A randomized phase II study to evaluate tacrolimus in combination with sirolimus or methotrexate after allogeneic hematopoietic cell transplantation

Affiliations
Clinical Trial

A randomized phase II study to evaluate tacrolimus in combination with sirolimus or methotrexate after allogeneic hematopoietic cell transplantation

Joseph Pidala et al. Haematologica. 2012 Dec.

Abstract

Background: There is evidence suggesting that sirolimus, in combination with tacrolimus, is active in the prevention of graft-versus-host disease. Sirolimus-based immune suppression may suppress alloreactive T cells, while sparing the survival and function of regulatory T cells.

Design and methods: We conducted a randomized trial to compare the impact of sirolimus/tacrolimus against that of methotrexate/tacrolimus on the prevention of graft-versus-host disease and regulatory T-cell reconstitution.

Results: Seventy-four patients were randomized 1:1 to sirolimus/tacrolimus or methotrexate/tacrolimus, stratified for type of donor (sibling or unrelated) and the patients' age. The rate of grade II-IV acute graft-versus-host disease at 100 days was 43% (95% CI: 27-59%) in the sirolimus/tacrolimus group and 89% (95% CI: 72-96%) in the methotrexate/tacrolimus group (P<0.001). The rate of moderate/severe chronic graft-versus-host disease was 24% (95% CI: 7-47%) in the sirolimus/tacrolimus group and 64% (95% CI: 41-79%) in the methotrexate/tacrolimus group (P=0.008). Overall survival and patient-reported quality of life did not differ between the two groups. On days 30 and 90 post-transplant, sirolimus-treated patients had a significantly greater proportion of regulatory T cells among the CD4(+) cells in the peripheral blood, and isolated regulatory T cells were functional.

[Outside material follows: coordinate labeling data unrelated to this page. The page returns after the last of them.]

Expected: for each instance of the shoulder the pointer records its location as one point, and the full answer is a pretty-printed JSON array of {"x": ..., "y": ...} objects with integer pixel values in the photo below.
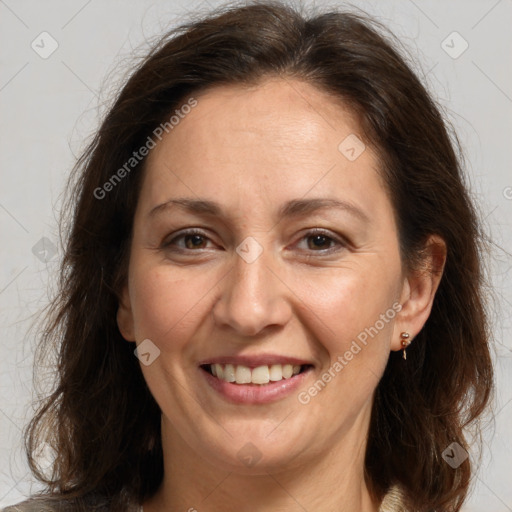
[{"x": 56, "y": 504}]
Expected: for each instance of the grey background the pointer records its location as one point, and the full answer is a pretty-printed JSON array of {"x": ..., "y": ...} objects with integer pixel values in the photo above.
[{"x": 49, "y": 107}]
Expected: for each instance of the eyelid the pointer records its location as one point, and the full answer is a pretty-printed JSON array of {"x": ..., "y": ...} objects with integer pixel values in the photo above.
[
  {"x": 182, "y": 233},
  {"x": 308, "y": 232},
  {"x": 338, "y": 239}
]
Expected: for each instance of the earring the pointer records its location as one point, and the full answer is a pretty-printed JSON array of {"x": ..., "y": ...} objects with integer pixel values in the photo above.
[{"x": 405, "y": 342}]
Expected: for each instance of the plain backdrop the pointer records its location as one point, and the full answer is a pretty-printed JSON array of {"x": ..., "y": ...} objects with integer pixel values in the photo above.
[{"x": 62, "y": 60}]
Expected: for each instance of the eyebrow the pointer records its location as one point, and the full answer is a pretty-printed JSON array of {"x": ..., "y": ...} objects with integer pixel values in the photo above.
[{"x": 293, "y": 208}]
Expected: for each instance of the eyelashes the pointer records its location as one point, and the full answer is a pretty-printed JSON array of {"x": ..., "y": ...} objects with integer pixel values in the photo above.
[{"x": 313, "y": 242}]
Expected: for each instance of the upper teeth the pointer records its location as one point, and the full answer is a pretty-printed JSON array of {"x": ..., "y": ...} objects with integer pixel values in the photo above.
[{"x": 260, "y": 375}]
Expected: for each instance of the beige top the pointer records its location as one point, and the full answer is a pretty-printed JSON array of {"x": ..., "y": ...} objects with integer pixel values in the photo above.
[{"x": 392, "y": 503}]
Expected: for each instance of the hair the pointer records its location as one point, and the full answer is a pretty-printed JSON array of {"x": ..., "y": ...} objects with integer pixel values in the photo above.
[{"x": 100, "y": 420}]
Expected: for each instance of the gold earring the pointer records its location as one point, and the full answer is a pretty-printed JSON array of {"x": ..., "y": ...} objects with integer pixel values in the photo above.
[{"x": 405, "y": 342}]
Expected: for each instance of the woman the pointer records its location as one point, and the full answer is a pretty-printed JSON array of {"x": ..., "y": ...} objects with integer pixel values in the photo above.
[{"x": 273, "y": 219}]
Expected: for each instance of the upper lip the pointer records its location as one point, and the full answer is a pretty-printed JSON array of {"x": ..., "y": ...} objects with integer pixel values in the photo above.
[{"x": 256, "y": 360}]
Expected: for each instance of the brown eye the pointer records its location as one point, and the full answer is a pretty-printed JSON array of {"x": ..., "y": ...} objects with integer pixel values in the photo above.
[
  {"x": 188, "y": 241},
  {"x": 194, "y": 241},
  {"x": 316, "y": 242}
]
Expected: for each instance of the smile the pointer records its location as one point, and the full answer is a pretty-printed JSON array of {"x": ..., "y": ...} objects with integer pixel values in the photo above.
[{"x": 241, "y": 374}]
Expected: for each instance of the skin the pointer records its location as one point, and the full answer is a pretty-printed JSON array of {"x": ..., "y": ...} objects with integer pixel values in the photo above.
[{"x": 252, "y": 150}]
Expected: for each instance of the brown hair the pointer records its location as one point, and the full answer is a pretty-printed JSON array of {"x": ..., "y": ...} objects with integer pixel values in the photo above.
[{"x": 100, "y": 418}]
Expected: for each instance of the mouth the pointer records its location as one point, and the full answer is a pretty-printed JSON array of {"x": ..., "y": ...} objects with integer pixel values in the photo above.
[
  {"x": 254, "y": 382},
  {"x": 261, "y": 375}
]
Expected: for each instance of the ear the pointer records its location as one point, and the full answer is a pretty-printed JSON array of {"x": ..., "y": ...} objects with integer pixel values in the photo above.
[
  {"x": 124, "y": 316},
  {"x": 418, "y": 291}
]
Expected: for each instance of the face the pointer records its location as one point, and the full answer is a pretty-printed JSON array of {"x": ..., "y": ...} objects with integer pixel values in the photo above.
[{"x": 261, "y": 249}]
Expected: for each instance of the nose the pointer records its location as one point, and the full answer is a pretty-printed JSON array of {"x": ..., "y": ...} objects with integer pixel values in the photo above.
[{"x": 253, "y": 299}]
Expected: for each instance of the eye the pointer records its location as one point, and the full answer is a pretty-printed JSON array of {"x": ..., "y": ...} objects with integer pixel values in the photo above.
[
  {"x": 188, "y": 240},
  {"x": 320, "y": 241}
]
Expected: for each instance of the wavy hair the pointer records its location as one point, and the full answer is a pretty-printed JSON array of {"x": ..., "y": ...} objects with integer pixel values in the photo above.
[{"x": 100, "y": 419}]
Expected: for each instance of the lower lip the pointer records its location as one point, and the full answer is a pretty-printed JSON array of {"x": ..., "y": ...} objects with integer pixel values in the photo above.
[{"x": 256, "y": 393}]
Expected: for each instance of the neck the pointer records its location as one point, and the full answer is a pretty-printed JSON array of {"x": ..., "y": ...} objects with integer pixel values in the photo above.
[{"x": 331, "y": 481}]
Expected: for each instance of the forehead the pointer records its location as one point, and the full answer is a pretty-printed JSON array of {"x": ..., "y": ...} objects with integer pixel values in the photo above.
[{"x": 271, "y": 142}]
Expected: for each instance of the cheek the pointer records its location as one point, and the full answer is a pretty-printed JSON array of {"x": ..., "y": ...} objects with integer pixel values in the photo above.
[
  {"x": 165, "y": 304},
  {"x": 349, "y": 304}
]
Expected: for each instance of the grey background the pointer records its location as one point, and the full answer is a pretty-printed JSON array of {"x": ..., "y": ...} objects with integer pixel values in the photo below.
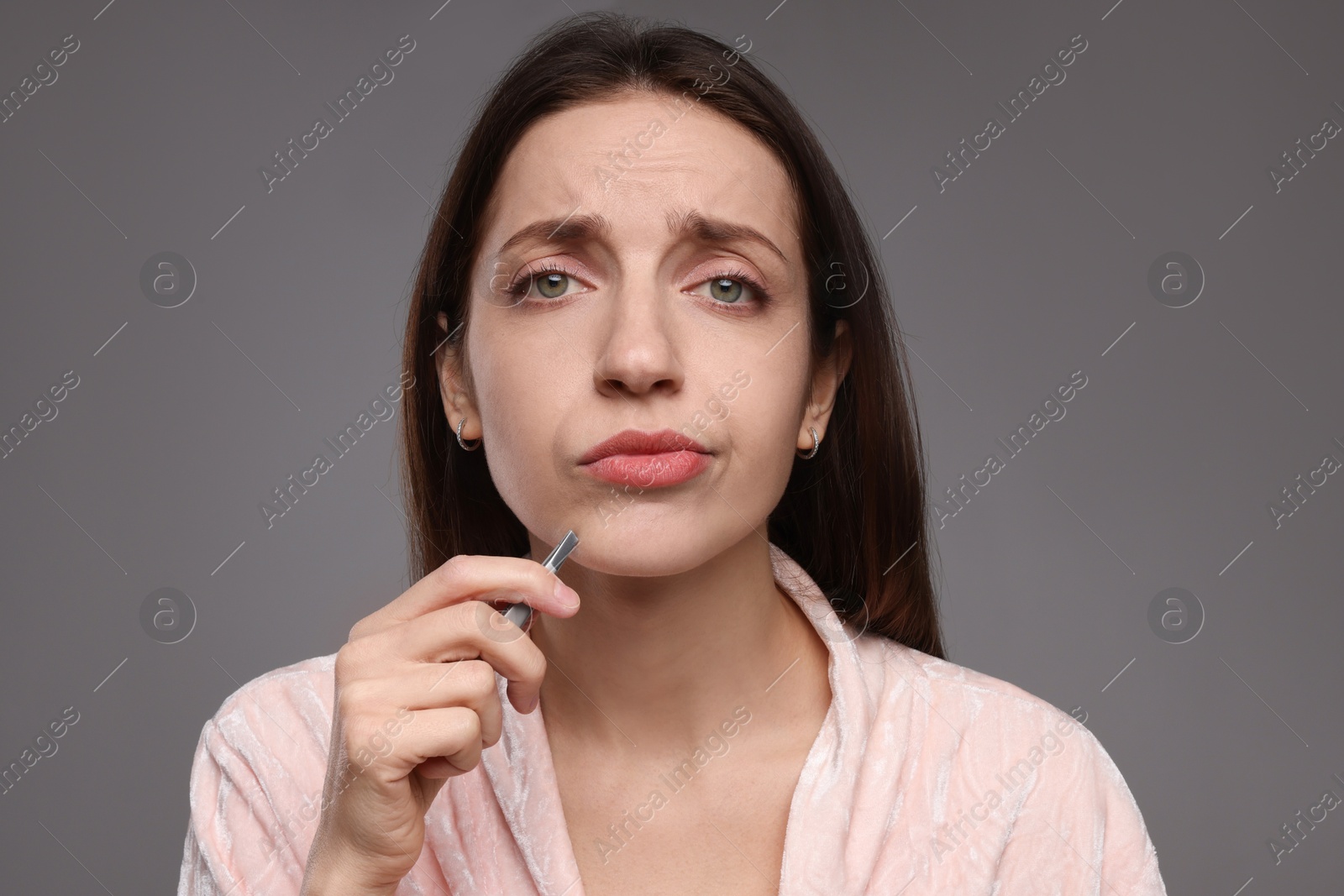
[{"x": 1027, "y": 268}]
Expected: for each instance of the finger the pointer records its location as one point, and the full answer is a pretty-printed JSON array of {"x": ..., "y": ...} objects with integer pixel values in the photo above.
[
  {"x": 386, "y": 705},
  {"x": 452, "y": 734},
  {"x": 470, "y": 575},
  {"x": 470, "y": 631}
]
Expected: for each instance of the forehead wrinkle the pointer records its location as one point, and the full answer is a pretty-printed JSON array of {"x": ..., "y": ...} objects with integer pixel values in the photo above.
[{"x": 680, "y": 223}]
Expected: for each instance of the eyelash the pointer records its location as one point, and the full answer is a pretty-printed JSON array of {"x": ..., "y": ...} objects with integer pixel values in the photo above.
[{"x": 521, "y": 286}]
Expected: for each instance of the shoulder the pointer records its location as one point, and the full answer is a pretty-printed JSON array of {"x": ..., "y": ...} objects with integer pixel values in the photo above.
[
  {"x": 976, "y": 698},
  {"x": 968, "y": 720},
  {"x": 1008, "y": 772},
  {"x": 260, "y": 766}
]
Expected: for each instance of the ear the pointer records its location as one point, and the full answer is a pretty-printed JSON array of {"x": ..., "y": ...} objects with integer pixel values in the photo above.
[
  {"x": 457, "y": 401},
  {"x": 826, "y": 385}
]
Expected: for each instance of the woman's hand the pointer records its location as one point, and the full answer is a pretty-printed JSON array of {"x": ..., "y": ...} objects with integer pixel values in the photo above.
[{"x": 416, "y": 703}]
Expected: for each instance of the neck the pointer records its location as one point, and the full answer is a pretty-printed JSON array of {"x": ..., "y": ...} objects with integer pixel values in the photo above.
[{"x": 664, "y": 660}]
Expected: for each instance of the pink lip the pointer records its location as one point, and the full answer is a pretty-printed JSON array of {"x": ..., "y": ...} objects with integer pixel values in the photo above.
[{"x": 647, "y": 459}]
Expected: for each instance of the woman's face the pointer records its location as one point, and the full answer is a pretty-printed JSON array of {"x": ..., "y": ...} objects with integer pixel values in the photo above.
[{"x": 640, "y": 271}]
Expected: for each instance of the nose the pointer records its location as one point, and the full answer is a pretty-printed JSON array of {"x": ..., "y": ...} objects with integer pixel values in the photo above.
[{"x": 638, "y": 343}]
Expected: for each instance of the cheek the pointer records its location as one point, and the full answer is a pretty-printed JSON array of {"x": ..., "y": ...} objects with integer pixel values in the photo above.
[
  {"x": 764, "y": 426},
  {"x": 521, "y": 411}
]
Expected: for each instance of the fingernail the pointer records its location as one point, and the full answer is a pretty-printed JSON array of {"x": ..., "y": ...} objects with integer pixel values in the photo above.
[{"x": 568, "y": 597}]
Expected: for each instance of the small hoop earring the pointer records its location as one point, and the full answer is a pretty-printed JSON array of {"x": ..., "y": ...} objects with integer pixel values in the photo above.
[
  {"x": 465, "y": 446},
  {"x": 816, "y": 443}
]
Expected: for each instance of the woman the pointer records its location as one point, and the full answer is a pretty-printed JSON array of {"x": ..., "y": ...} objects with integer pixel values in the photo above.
[{"x": 654, "y": 317}]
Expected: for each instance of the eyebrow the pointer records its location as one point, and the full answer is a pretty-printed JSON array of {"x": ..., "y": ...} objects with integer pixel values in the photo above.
[{"x": 685, "y": 223}]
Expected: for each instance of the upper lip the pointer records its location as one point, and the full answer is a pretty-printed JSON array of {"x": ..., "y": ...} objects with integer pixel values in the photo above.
[{"x": 642, "y": 443}]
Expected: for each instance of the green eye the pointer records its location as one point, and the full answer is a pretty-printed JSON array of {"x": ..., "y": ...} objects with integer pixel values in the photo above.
[
  {"x": 553, "y": 285},
  {"x": 725, "y": 289}
]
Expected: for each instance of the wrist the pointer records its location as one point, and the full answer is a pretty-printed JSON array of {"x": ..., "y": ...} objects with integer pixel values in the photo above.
[{"x": 333, "y": 872}]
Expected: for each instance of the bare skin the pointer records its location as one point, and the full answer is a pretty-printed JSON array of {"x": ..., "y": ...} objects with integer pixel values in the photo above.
[{"x": 680, "y": 620}]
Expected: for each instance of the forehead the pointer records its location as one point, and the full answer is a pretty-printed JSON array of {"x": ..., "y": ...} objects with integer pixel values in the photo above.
[{"x": 638, "y": 159}]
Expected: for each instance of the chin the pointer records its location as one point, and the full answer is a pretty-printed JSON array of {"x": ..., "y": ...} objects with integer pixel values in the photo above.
[{"x": 643, "y": 543}]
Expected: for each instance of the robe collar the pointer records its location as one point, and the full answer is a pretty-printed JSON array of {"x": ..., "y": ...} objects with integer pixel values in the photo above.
[{"x": 817, "y": 840}]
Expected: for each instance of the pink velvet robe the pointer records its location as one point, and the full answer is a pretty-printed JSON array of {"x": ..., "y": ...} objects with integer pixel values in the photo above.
[{"x": 925, "y": 778}]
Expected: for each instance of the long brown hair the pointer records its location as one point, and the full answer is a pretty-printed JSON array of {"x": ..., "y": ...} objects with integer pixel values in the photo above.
[{"x": 853, "y": 516}]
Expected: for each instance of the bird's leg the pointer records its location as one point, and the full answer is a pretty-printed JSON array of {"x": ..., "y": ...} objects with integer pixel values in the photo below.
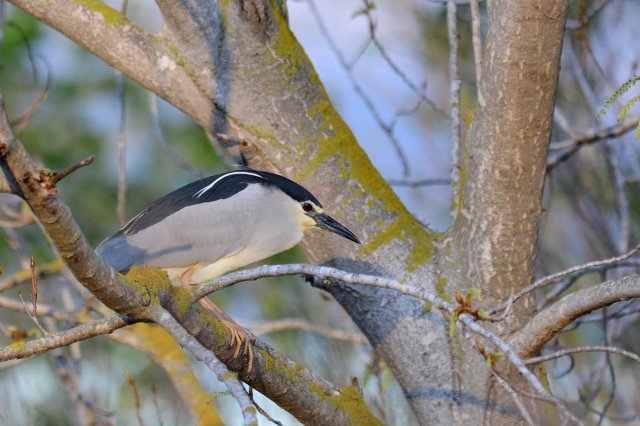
[{"x": 237, "y": 335}]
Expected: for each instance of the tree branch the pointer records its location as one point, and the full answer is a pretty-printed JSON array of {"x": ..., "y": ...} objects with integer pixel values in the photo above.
[
  {"x": 163, "y": 318},
  {"x": 99, "y": 327},
  {"x": 548, "y": 322},
  {"x": 144, "y": 57},
  {"x": 137, "y": 293},
  {"x": 583, "y": 349}
]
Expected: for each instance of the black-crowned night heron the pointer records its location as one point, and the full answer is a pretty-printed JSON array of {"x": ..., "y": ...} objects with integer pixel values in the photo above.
[{"x": 216, "y": 225}]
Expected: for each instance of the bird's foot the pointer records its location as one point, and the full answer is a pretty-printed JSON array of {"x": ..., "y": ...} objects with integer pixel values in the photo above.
[{"x": 237, "y": 336}]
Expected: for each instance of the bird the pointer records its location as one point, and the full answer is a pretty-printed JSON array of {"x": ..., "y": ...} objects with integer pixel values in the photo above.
[{"x": 215, "y": 225}]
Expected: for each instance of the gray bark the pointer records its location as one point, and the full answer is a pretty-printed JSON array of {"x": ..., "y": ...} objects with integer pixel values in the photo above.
[{"x": 236, "y": 68}]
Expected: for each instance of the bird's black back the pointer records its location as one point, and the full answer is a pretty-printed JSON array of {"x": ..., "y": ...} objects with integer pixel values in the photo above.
[{"x": 195, "y": 193}]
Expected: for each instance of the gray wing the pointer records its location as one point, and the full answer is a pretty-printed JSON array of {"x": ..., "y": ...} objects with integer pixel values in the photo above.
[{"x": 204, "y": 232}]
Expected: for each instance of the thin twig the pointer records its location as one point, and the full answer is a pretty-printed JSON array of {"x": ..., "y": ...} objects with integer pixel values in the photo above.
[
  {"x": 204, "y": 355},
  {"x": 82, "y": 332},
  {"x": 420, "y": 182},
  {"x": 325, "y": 272},
  {"x": 477, "y": 46},
  {"x": 454, "y": 96},
  {"x": 262, "y": 410},
  {"x": 513, "y": 393},
  {"x": 136, "y": 398},
  {"x": 33, "y": 314},
  {"x": 122, "y": 139},
  {"x": 58, "y": 176},
  {"x": 265, "y": 327},
  {"x": 358, "y": 89},
  {"x": 22, "y": 122},
  {"x": 553, "y": 278}
]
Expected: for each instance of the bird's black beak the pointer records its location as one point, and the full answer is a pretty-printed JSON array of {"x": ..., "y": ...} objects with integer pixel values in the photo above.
[{"x": 330, "y": 224}]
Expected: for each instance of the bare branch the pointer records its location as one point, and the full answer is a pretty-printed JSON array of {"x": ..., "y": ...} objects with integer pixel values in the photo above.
[
  {"x": 325, "y": 272},
  {"x": 570, "y": 147},
  {"x": 554, "y": 278},
  {"x": 388, "y": 130},
  {"x": 548, "y": 322},
  {"x": 420, "y": 182},
  {"x": 583, "y": 349},
  {"x": 24, "y": 275},
  {"x": 57, "y": 177},
  {"x": 43, "y": 309},
  {"x": 189, "y": 342},
  {"x": 122, "y": 147},
  {"x": 512, "y": 392},
  {"x": 477, "y": 45},
  {"x": 266, "y": 327},
  {"x": 82, "y": 332},
  {"x": 454, "y": 97},
  {"x": 140, "y": 55}
]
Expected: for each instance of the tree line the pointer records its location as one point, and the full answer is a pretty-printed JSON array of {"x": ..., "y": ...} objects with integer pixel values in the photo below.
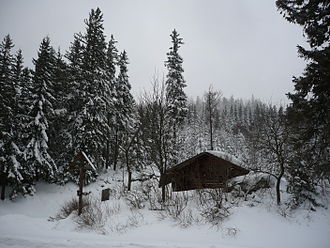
[{"x": 81, "y": 101}]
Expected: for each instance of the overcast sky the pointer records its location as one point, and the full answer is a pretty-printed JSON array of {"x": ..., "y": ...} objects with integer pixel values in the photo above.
[{"x": 242, "y": 47}]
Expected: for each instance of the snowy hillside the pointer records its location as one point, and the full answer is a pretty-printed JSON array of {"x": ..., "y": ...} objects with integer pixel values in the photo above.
[{"x": 252, "y": 223}]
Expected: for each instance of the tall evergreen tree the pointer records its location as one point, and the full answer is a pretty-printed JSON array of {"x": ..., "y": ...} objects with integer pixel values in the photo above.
[
  {"x": 10, "y": 166},
  {"x": 175, "y": 83},
  {"x": 111, "y": 62},
  {"x": 37, "y": 152},
  {"x": 176, "y": 99},
  {"x": 309, "y": 112},
  {"x": 91, "y": 121},
  {"x": 123, "y": 105}
]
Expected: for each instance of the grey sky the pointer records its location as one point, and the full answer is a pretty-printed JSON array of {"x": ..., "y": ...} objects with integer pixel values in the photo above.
[{"x": 242, "y": 47}]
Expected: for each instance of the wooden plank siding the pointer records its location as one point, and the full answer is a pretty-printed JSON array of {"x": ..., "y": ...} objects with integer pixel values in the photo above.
[{"x": 202, "y": 171}]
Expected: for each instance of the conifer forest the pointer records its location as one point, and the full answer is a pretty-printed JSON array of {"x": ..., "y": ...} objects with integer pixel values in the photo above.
[{"x": 80, "y": 100}]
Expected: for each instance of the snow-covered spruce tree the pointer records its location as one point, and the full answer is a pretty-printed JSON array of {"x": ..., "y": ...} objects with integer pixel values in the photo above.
[
  {"x": 155, "y": 128},
  {"x": 10, "y": 167},
  {"x": 42, "y": 99},
  {"x": 309, "y": 112},
  {"x": 91, "y": 119},
  {"x": 176, "y": 99},
  {"x": 111, "y": 62},
  {"x": 123, "y": 106},
  {"x": 59, "y": 139},
  {"x": 212, "y": 100}
]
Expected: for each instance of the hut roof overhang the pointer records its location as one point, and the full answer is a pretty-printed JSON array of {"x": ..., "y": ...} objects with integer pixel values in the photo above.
[{"x": 220, "y": 160}]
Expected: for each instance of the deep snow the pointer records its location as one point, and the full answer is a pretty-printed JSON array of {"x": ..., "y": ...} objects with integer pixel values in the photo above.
[{"x": 24, "y": 223}]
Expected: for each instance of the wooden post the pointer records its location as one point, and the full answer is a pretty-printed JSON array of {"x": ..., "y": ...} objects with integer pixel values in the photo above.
[
  {"x": 81, "y": 186},
  {"x": 3, "y": 180}
]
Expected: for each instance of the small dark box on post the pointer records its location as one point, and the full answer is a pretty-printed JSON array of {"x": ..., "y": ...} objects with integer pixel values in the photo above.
[{"x": 105, "y": 194}]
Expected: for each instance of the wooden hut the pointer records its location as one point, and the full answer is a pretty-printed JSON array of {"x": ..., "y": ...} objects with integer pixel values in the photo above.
[{"x": 208, "y": 169}]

Conclusions: These data demonstrate that sirolimus/tacrolimus prevents grade II-IV acute graft-versus-host disease and moderate-severe chronic graft-versus-host disease more effectively than does methotrexate/tacrolimus, and supports regulatory T-cell reconstitution following allogeneic hematopoietic cell transplantation.

Trial registration: ClinicalTrials.gov NCT00803010.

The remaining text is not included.